The tooling has not caught up yet
The other half of the pitch is the tooling. The most common client for browserless scraping is curl_cffi, so the real question is whether it can actually do HTTP/3 in the setup a scraper normally runs in. We tested it (run_curl_cffi_http3.py), and you can find the code, as always, on our GitHub repository available for our paid readers, under the folder 109.UDP
The library is compiled with the QUIC stack, ngtcp2 and nghttp3, and on a plain direct request it does reach HTTP/3. It even reaches HTTP/3 with a full Chrome fingerprint if we use the low-level interface, so impersonation and HTTP/3 aren’t really in conflict, even if the first error makes it look that way.
high-level requests API:
plain, no impersonation, V3ONLY -> HTTP/3
Chrome impersonation, V3ONLY -> ERROR: QUIC needs at least TLS version 1.3
Chrome impersonation, HTTP proxy, V3 -> ERROR: HTTP/3 is not supported over an HTTP proxy
Chrome impersonation, SOCKS5, V3 -> ERROR: HTTP/3 is not supported over a SOCKS proxy
low-level Curl API (same impersonation):
impersonate chrome + V3ONLY -> HTTP/3That middle error in the high-level API is just a TLS-version conflict inside the requests wrapper, not a real limitation, since the low-level call combines the Chrome fingerprint with HTTP/3 and gets there fine. The lines that really matter are the proxy ones. curl refuses HTTP/3 over a proxy completely, both HTTP and SOCKS, and it refuses before it even connects, so this is curl saying no, not the proxy. It happens even with a proxy that could carry the UDP. And since a scraper always runs through a proxy, in practice curl_cffi ends up being HTTP/2 over TCP, and a UDP-capable proxy doesn’t change that at all.

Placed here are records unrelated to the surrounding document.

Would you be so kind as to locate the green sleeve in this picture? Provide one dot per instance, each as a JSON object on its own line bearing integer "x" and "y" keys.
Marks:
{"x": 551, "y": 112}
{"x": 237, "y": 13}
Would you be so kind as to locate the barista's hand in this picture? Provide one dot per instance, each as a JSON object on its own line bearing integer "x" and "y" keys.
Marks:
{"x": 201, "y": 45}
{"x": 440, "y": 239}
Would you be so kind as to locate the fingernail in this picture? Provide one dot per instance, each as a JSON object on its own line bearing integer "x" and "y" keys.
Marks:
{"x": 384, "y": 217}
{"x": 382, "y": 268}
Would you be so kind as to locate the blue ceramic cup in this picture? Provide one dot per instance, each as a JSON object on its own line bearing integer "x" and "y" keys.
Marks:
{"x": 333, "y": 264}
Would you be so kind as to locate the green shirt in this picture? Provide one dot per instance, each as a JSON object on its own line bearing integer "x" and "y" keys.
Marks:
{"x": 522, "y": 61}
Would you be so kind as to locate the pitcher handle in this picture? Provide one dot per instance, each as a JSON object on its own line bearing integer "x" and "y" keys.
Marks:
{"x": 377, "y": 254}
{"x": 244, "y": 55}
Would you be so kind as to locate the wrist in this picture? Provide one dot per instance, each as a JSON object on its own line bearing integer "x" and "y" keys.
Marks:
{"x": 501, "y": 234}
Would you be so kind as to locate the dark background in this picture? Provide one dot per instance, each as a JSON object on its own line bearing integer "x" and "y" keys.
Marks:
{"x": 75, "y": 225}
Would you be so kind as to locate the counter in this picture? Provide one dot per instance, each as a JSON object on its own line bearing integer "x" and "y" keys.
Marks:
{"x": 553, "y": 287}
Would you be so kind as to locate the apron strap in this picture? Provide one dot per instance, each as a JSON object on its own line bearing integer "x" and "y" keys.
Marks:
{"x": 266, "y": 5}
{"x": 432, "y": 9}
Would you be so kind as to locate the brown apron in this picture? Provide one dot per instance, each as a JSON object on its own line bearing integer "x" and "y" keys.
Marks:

So this is the honest picture on the request side. A proxy that carries UDP does its job for a client that tunnels its own UDP, but the popular HTTP clients refuse HTTP/3 over a proxy right now, so the benefit is stuck waiting for the tooling to catch up. The proxy capability is arriving before the clients that could use it, which is good to know before expecting HTTP/3 to flow through a scraper just because the proxy supports UDP.